Cystopteris fragilis (Linnaeus) Bernhardi

Fragile fern, brittle fern

Etymology Fragilis means brittle, easily broken, refering to the stipes.
Description Rhizome: short-creeping, covered with old stipe bases, scales tan to light brown, lanceolate.
Frond: 40 cm high by 6 cm wide, deciduous, monomorphic, blade/stipe ratio: 1:1 or somewhat more.
Stipe: stipes --3 to 8-- clustered at stem apex, grooved, dark at base, straw-colored to green above, sparsely scaly, vascular bundles: 2, round or oblong, merging at stipe apex in the drawing shown below, but not merging in Ferns of Northeastern United States.
Blade: 2-pinnate-pinnatifid, ovate-lanceolate, herbaceous, glabrous.
Pinnae: 8 to 15 pair, subopposite, anadromous, lanceolate, widest just below the middle, perpendicular to the rachis, ± opposite; costae grooves above continuous from rachis to costae; margins serrate to sharply dentate; veins free, simple or forked, ending usually at teeth, forking several times in the pinnule.
Sori: round, in 1 row between midrib and margin, indusium: ovate to lanceolate, forming a hood over the sorus, but shriveling with maturity, beneath sorus on midrib side, sporangia: brown to black, maturity: midsummer to mid fall.
Dimensionality: lowest pinnae pairs bending forward, down, nearly perpendicular to the plane of the frond.
Culture Habitat: calcareous cliff faces, also damp rocks and walls and on thin soil over rock, avoiding the most acidic rocks.
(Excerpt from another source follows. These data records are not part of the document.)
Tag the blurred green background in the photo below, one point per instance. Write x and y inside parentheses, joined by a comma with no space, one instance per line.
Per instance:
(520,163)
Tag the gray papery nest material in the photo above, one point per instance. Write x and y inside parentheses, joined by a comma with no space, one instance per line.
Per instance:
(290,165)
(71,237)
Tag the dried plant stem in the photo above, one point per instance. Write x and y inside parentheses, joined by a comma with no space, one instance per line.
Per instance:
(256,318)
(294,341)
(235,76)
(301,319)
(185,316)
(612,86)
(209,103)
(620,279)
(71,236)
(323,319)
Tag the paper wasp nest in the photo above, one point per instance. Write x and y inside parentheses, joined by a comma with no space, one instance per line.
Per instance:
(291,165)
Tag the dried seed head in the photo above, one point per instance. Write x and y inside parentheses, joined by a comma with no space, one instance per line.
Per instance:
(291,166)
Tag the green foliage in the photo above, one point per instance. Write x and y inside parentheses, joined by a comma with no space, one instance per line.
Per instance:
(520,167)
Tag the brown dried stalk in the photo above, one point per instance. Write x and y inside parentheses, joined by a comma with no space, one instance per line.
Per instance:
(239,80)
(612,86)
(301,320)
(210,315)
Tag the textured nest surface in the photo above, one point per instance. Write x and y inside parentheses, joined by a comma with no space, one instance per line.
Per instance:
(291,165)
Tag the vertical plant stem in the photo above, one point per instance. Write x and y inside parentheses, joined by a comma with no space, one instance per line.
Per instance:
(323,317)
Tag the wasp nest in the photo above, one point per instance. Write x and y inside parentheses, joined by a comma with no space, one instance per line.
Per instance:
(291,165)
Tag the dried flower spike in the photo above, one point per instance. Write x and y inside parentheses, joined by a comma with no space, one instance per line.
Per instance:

Distribution: temperate Northern and Southern Hemispheres, tropical montane in South America. Hardy to -40°C, USDA Zone 2.
Polypodium fragile Linnaeus
Cystopteris dickieana Sim
Cystopteris fragilis
Cystopteris fragilis. from center, clockwise: habit with branched rhizome; rhizome scales; pinnule with sori, hooded indusia, veins to teeth; gametophyte.  Illustration from Scandinavian Ferns by Benjamin Øllgaard and Kirsten Tind, Rhodos, 1993.
Compare to Similar to C. protrusa in almost all respects, but the cluster of fronds is at the tip of the rhizome. Additionally, this is narrower, more than 2.5 times longer than wide; C. protrusa is broader, less than 2.5 times longer than wide.
Compare to C. dickieana, not listed here, has been used in more than one sense. Some references use it to refer to material with deeply wrinkled spore surfaces, contrasting this with the spiny surface of C. fragilis. Others restrict the name to the type material in the UK, which has fronds much more congested and pinnae held in the plane of the frond, a distinctly different taxon. It is not recognized, however.
See the drawing.
Cystopteris fragilis
Cystopteris fragilis. emergence, April 11, cluster of fronds, old stipe bases back on rhizome.  Photo: Tom.
Cystopteris fragilis
Cystopteris fragilis. a) cross-section at stipe base, and b) near junction of stipe and rachis.  Illustration from Scandinavian Ferns by Benjamin Øllgaard and Kirsten Tind, Rhodos, 1993.